BELGRADE – Following the lifting of sanctions, Europe has helped Iran boost its energy exports, Narsi Ghorban, Secretary to the Environment and Energy Commission of the International Chamber of Commerce (ICC) in Iran, told New Europe.
“After the sanctions were removed the Iranian export increased over 1 million barrels per day,” he said on the sidelines of the 10th SE Europe Energy Dialogue by IENE in Belgrade on June 13. “Europe was a major factor in this increase. Lifting by European energy companies and traders started and increased overtime to make this possible,” he added.
According to Ghorban, gas export to Europe has been one of Iran’s aims since 1975 where IGAT II (Iran Gas Trunkline) was designed and constructed to export 30 billion cubic metres per year to Europe.

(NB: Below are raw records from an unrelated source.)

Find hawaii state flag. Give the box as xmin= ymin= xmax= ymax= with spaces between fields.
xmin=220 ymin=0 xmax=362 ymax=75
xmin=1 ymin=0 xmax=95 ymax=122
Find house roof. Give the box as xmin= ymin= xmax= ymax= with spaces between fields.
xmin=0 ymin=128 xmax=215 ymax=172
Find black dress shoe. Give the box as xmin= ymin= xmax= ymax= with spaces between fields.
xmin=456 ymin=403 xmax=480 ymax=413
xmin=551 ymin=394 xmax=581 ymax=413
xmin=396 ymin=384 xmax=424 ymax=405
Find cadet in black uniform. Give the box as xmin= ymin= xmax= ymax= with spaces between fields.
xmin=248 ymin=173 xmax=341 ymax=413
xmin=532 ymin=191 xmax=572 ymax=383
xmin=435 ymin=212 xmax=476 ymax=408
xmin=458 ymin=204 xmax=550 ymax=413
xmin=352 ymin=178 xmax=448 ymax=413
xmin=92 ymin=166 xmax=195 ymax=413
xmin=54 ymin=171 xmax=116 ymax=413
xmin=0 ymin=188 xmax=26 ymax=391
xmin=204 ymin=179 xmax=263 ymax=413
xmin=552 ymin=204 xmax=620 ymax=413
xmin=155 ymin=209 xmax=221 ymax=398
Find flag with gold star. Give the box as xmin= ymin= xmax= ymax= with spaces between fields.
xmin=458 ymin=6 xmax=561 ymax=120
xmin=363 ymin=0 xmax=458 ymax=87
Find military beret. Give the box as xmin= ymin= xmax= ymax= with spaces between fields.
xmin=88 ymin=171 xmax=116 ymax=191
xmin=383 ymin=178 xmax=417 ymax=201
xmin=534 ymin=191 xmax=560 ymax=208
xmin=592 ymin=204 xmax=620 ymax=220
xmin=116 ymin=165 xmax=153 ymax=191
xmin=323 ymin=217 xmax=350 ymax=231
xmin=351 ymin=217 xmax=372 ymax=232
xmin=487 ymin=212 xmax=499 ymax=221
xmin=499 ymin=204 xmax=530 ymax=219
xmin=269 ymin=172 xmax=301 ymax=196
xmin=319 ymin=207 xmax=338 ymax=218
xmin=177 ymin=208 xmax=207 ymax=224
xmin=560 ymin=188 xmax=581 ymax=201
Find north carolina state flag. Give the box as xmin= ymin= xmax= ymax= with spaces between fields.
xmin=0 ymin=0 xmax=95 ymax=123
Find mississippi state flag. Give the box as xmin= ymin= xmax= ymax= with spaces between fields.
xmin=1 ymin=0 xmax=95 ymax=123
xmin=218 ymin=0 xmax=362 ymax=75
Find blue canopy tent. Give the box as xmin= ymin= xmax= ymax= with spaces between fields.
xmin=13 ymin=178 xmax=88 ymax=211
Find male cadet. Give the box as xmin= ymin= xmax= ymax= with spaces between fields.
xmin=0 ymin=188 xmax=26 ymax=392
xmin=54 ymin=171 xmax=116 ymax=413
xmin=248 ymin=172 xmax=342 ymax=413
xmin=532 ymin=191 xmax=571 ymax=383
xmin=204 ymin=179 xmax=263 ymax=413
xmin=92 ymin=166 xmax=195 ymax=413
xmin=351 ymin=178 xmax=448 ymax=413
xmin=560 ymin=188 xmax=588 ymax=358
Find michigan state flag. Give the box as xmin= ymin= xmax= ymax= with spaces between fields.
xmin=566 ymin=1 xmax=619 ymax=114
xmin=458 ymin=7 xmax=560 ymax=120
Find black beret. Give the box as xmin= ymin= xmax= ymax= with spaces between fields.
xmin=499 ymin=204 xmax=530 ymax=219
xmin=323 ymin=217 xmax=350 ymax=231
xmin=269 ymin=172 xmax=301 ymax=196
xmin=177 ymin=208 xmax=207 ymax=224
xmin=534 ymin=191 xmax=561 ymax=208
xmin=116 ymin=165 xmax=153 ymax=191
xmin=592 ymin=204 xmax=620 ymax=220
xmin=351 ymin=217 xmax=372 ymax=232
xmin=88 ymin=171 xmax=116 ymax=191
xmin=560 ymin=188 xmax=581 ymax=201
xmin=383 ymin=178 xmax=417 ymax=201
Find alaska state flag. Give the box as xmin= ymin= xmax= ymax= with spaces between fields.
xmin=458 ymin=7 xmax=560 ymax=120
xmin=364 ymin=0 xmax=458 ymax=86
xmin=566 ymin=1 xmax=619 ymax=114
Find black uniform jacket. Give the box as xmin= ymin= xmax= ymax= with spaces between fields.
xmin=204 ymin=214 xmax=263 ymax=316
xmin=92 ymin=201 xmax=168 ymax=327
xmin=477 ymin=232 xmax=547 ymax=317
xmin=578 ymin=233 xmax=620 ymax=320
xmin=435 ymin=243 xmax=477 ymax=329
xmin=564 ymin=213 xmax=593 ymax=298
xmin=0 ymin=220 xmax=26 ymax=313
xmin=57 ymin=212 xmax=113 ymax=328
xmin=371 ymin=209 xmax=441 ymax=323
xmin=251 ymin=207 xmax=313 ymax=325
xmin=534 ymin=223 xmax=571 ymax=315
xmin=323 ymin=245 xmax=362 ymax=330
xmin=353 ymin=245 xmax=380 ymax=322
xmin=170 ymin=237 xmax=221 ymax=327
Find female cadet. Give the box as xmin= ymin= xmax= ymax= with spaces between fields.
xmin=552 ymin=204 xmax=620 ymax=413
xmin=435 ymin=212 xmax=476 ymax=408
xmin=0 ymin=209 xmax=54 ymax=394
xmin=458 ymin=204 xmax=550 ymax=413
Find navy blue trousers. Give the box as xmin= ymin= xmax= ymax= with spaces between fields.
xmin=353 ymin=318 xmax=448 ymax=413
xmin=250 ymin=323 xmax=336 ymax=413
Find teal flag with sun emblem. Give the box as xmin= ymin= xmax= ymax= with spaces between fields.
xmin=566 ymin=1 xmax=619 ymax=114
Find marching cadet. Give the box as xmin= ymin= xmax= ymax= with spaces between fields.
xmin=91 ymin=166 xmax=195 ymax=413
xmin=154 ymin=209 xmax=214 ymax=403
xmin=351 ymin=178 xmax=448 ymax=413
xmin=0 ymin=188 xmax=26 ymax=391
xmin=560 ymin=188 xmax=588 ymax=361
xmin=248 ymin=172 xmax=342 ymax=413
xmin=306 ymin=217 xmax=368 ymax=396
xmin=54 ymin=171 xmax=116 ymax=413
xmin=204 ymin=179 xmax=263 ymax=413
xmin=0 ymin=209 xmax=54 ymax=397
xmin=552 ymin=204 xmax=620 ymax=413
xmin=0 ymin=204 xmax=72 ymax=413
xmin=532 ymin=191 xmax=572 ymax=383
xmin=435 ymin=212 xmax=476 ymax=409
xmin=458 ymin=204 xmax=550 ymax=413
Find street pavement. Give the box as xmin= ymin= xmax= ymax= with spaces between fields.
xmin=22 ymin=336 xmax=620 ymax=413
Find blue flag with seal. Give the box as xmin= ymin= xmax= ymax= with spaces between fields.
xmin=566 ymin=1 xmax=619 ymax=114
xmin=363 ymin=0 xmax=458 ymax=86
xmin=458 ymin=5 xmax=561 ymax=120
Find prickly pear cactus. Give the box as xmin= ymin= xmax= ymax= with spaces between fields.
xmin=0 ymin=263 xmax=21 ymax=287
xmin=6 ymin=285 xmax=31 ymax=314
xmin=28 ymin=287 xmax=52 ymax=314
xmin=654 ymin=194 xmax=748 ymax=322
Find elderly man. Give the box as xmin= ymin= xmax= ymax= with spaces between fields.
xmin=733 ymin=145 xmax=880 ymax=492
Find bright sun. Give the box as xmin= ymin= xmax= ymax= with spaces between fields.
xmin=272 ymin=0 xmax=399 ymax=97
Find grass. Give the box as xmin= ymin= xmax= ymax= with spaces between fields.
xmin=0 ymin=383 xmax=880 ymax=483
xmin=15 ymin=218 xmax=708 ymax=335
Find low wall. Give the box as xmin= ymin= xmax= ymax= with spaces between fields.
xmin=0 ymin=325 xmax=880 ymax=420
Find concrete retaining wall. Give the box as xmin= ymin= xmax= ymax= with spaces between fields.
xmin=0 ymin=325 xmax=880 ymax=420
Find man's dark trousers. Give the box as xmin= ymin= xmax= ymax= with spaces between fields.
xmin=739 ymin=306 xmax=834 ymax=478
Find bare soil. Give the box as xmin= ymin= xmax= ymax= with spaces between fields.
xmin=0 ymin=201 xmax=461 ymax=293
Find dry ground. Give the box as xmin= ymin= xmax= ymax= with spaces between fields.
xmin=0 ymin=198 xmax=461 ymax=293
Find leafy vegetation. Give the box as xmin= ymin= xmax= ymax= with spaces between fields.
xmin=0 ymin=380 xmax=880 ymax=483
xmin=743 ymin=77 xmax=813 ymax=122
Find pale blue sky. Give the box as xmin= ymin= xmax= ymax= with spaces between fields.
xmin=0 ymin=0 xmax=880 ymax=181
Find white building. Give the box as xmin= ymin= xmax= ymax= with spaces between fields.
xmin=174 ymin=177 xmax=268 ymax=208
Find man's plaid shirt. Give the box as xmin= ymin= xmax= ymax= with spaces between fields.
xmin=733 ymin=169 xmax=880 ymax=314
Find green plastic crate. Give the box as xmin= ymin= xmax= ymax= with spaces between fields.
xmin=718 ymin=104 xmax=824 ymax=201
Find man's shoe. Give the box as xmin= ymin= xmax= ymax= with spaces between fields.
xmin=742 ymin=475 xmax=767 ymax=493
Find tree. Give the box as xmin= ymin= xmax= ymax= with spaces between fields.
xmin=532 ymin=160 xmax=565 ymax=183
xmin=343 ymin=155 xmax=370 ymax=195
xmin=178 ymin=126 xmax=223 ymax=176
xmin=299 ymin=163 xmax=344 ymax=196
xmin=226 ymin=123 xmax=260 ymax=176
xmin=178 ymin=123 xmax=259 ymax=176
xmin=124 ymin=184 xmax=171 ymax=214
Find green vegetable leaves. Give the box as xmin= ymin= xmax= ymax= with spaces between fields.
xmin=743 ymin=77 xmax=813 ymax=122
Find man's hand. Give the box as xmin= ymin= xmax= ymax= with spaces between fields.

“The revolution, war with Iraq and other events changed this project to supply local demand. The idea of gas to Europe via Turkey or through the Mediterranean from Syria – before the Syrian War – was contemplated but nothing has been done,” Ghorban said, adding that this was partly due to the fact that Iran had shortage of gas in wintertime.
“Today the local demand is not increasing as fact as the gas development are happening. There will be around 50 billion cubic metres per year of gas available for export in the coming five years. Around 9 billion cubic metres per year will go to Iraq. Pakistan, India and Europe may be on the agenda and also LNG (liquefied natural gas) export,” Ghorban said.
He noted that the idea of exporting electricity instead of gas is increasingly discussed in Iran. “This is due to changes in the price of oil on which the price of gas is determined. And also on the heavy investment in pipeline needed which its economics is uncertain especially as reliance on Turkey as a transit route is politically questioned,” he said.
“An alternative is a European consortium that invests in the pipeline in Iran and Turkey, get the gas at certain agreed price and the responsible for transport and marketing and above all the security of the operation. A very unlikely scenario,” Ghorban said.
Meanwhile, Independent Energy Consultant Yardakul Yigitguden, former coordinator of OSCE Economic and Environmental Activities, Turkey, told New Europe on the sidelines of the IENE conference that Iran is a huge energy producer country. “Till now they had problems to promote foreign investment or increase the production, and I’m sure in the future Iran will be a major supplier, he said.
US President Donald Trump has criticised a nuclear deal struck in 2015 between Tehran and a group of major powers including the Obama administration, calling it the “worst deal ever”.
Asked if the Trump card could jeopardise the Iranian nuclear deal with the West, Ghorban said, “Trump card is a shadow over all West Asia and more over Iran. No wise company would invest unless US policy is determined of have a direction”.